Mission and the Election 1: Proclamation

There has been a fair bit of chatter about the upcoming election in the UK in the Christian blogsphere. Mouse has helpfully summarised who is saying what. I thought I would try and take a slightly different tack by examining the election through the grid of Christian mission. Of course, that then opens up a whole debate about what I mean by mission. In order to keep things simple, I’m going to use the Five Marks of Mission as my definition. I still think this is the most helpful, concise summary of the teaching of the Bible as a whole on mission that I can find.

You can find discussion of the five marks here. They are.

  • To proclaim the Good News of the Kingdom
  • To teach, baptise and nurture new believers
  • To respond to human need by loving service
  • To seek to transform unjust structures of society
  • To strive to safeguard the integrity of creation and sustain and renew the life of the earth

To proclaim the Good News of the Kingdom

To be honest, I don’t see that an election of any of the major parties would make a significant difference to the ability of the church t proclaim the Good News of Jesus.

There has been a fair bit hoo-ha in the press about Christians not being able to wear crosses or crucifixes at work, but while I might feel sympathy for the individual, wearing a piece of jewellery is not essential to expressing Christian faith. Equally, there has been some concern about the ability of Christians to express their views on issues of sexuality and lifestyle orientation.
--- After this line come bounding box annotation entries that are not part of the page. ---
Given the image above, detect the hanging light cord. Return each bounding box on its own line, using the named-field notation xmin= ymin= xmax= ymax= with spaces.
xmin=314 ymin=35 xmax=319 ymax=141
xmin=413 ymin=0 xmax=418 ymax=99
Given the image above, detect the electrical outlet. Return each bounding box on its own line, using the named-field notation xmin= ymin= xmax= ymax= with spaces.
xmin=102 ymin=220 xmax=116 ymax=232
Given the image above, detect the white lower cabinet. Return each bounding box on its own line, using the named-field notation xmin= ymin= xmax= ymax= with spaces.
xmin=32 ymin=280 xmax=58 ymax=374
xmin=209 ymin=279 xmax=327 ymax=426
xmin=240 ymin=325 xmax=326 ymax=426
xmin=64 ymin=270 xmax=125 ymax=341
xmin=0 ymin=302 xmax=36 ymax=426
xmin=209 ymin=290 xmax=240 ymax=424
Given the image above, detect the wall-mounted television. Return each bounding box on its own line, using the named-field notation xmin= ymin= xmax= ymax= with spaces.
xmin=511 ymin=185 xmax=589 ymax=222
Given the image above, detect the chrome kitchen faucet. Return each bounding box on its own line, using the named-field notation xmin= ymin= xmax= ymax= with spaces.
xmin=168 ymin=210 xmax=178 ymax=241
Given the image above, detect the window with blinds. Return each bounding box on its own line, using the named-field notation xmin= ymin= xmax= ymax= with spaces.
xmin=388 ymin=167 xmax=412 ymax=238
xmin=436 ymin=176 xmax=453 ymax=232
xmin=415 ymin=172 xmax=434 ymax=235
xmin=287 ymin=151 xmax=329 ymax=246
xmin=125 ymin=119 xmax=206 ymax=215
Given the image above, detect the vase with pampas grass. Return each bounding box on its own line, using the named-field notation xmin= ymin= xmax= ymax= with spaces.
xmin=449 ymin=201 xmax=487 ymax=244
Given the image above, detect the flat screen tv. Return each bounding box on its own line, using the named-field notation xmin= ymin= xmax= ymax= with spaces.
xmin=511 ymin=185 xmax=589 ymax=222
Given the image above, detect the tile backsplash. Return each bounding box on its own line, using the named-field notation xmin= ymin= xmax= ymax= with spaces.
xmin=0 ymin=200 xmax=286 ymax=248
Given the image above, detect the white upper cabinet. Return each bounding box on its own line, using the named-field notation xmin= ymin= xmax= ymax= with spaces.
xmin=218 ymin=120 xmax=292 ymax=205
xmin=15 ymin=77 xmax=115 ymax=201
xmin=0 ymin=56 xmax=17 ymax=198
Once again, these are concerning, but they don’t fundamentally restrict our ability to talk about the life, death and resurrection of Jesus.

If anything, the atheist bus campaign and the responses to it, show that Christians have a good deal of freedom to engage in discussion in the public space, as long as they go about it wisely.

It is undoubtedly true that there are now some restrictions on Christian witness that did not exist in previous years. Public Order legislation restricts some sorts of street preaching and open-air witness, discrimination legislation makes it harder to engage in strident debate with other religious faiths (while, it sometimes seems that Christians are fair game) and so on. However, these are all part of larger societal changes and I do not see that any of the major political parties are addressing these issues either positively or negatively.